As the East Timorese celebrated their hard-won independence overnight, spare a thought for the Jakarta lobby in Australia, including luminaries such as Dick Woolcott, Gough Whitlam, Gareth Evans and Paul Keating, to name only a few. How must they feel?

These men have dedicated much of their professional lives to opposing just such an event.

Some of them schemed with the Indonesians prior to the 1975 invasion, receiving a detailed forewarning of the attack without passing it on to the East Timorese. The result was the greatest mass killing, as a proportion of the total population, since the Holocaust.

A number sought to regularly protect and exculpate the Suharto regime from international criticism by understating or even denying Jakarta's crimes in the territory, while branding critics of the regime's brutality "anti-Indonesian" and "racist" (Woolcott). Others used space in Australian newspapers to urge the East Timorese to accept that their occupation by Indonesia was "irreversible" (Evans) and to give up their independence struggle as a "lost cause" (Woolcott).

A range of strategies was employed in the effort to thwart East Timor's independence. Australians were told that Indonesia's boundaries would "Balkanise" if East Timor was "allowed" to become independent. In one instance history was rewritten so that the 1990 Dili massacre, just one in a long sequence of Indonesian atrocities, could be presented as an "aberrant act" (Evans).

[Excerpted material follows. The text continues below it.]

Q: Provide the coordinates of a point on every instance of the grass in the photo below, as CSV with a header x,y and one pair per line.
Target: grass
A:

Canberra was convinced to train Kopassus officers, the most brutal human rights violators in Indonesia's armed forces, and then sign a resource agreement to share with Jakarta the spoils of their occupation. Even the right to self-determination was attacked as "not a sacred cow," at least when it came to East Timor (Woolcott).

Perhaps most shameful of all was Canberra's decision to extend diplomatic recognition of Indonesia's occupation of East Timor, in defiance of the UN and the overwhelming wishes of the international community.

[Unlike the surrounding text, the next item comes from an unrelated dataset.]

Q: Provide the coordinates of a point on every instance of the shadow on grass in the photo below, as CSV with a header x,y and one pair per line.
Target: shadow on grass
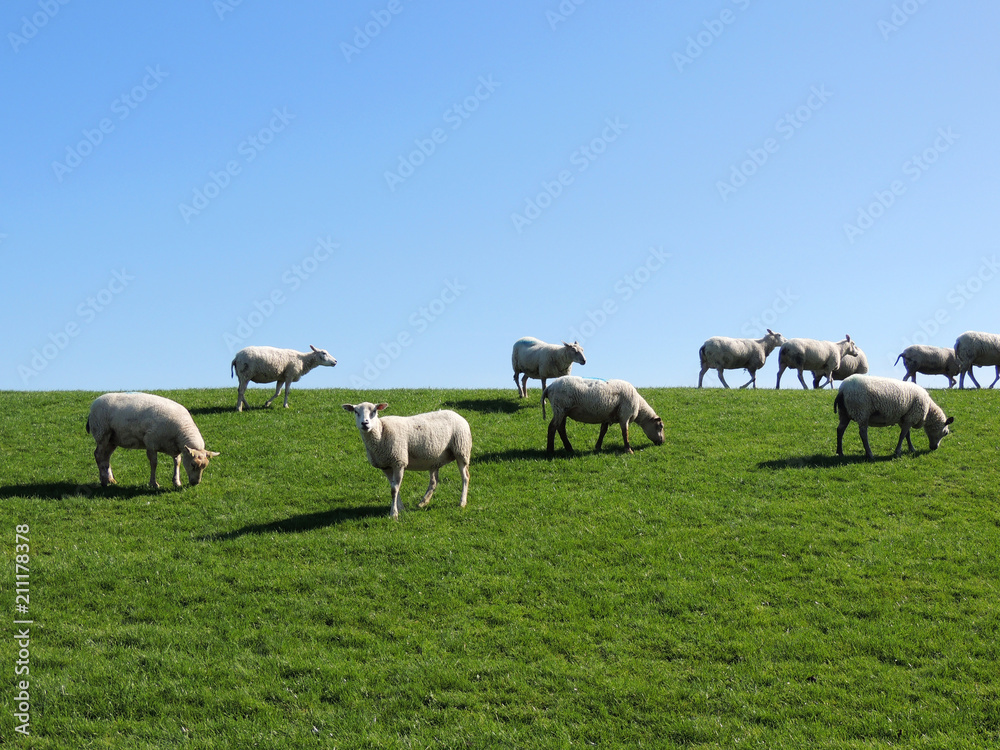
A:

Throughout the dark years from 1975-1999, the Jakarta lobby showed greater understanding to the perpetrators of crimes committed in East Timor than for their victims. None has apologised for their behaviour or admitted their mistakes.

Last night's festivities were not just a remarkable tribute to a people who fought against enormous odds to win their freedom. It also marks the moment of ultimate failure for a group of Australians who worked so assiduously to prevent them from ever taking place.

[Scott Burchill is a lecturer in international relations at Deakin University in Melbourne.]